The meeting highlighted impressive achievements in complaint handling in the Beijing health system since the deepening the reform of Beijing on immediate complaint handling, and the implementation of the “Opinions on Further Deepening the Reform of Handling Complaints Immediately” by the Municipal Party Committee and Municipal Government, and the “Regulations on Handling Complaints Immediately in Beijing”, including a comprehensive score of 99.64 points for the “three rates” (response rate, resolution rate, and satisfaction rate), the progress made in service management, driven by the needs of the people, and significant progress made in integrating and solidifying the value-oriented approach of immediate complaint handling into the value pursuits and mindset of the entire system.
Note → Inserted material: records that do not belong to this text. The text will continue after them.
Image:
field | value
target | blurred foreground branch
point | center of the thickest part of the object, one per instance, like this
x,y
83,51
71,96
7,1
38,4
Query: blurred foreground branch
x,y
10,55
The meeting also objectively summarized the six key experiences of the system in immediate complaint handling, which were established since 2021: 1. Adherence to Party Leadership: Adhering to the principle of Party leadership in handling public complaints, the system implements a responsibility system where the Party organization's top leader oversees the complaint handling process. The handling of public complaints is integrated into the Party's agenda and party building work evaluation. It is required that leadership members, especially the top Party and government leaders, personally review and address the complaint handling work, while the discipline inspection and supervisory departments treat handling public complaints as the top priority project in their work. 2. People-Centered Approach: Facing the diversified demands and needs of the public, the entire city's health system deals with the contradictions and issues directly. It adheres to the important principles outlined by General Secretary Xi Jinping on health and wellness work, consistently treating the people’s concerns as their own, and making every effort to provide warm, high-quality services to the public. 3.Establishment of Responsive Organizations: By enhancing organizational leadership and workforce capacity, strengthening ideological guidance, and streamlining complaint channels, the system establishes a responsive organization that is capable of proactively, swiftly, sensitively, and effectively addressing public demands. 4. Strengthening Closed-Loop Management: The system has focused on the four pillars of "one case, two analyses," comprehensive quality management, high-frequency demands, and a "double-force drive" (internal and external collaboration) to solve common issues in medical services and hospital management. 5. Promotion of Organizational Learning: By strengthening internal learning and training, promoting inter-agency knowledge exchange, and fostering collective learning across the entire system, the system addresses shortcomings and weaknesses to establish a sustainable mechanism. 6. Organizational Evolution: The system encourages innovation in organizational structure, institutional reforms, and process reengineering, ensuring that the requirements for handling complaints become an inherent part of organizational culture, driving organizational iterative development through citizen needs.

The meeting stressed the need to solidify these six experiences and actively explore new approaches to complaint handling that suit the unique needs of the health and medical sectors. It also highlighted the importance of addressing imbalances in complaint handling development and improving the system’s resilience. Furthermore, the meeting emphasized the role of complaint handling in understanding public sentiment, gathering public opinion, and resolving conflicts. It aims to tackle urgent issues faced by the public, prevent mass incidents and extreme individual incidents, and contribute to the modernization of health governance in the capital.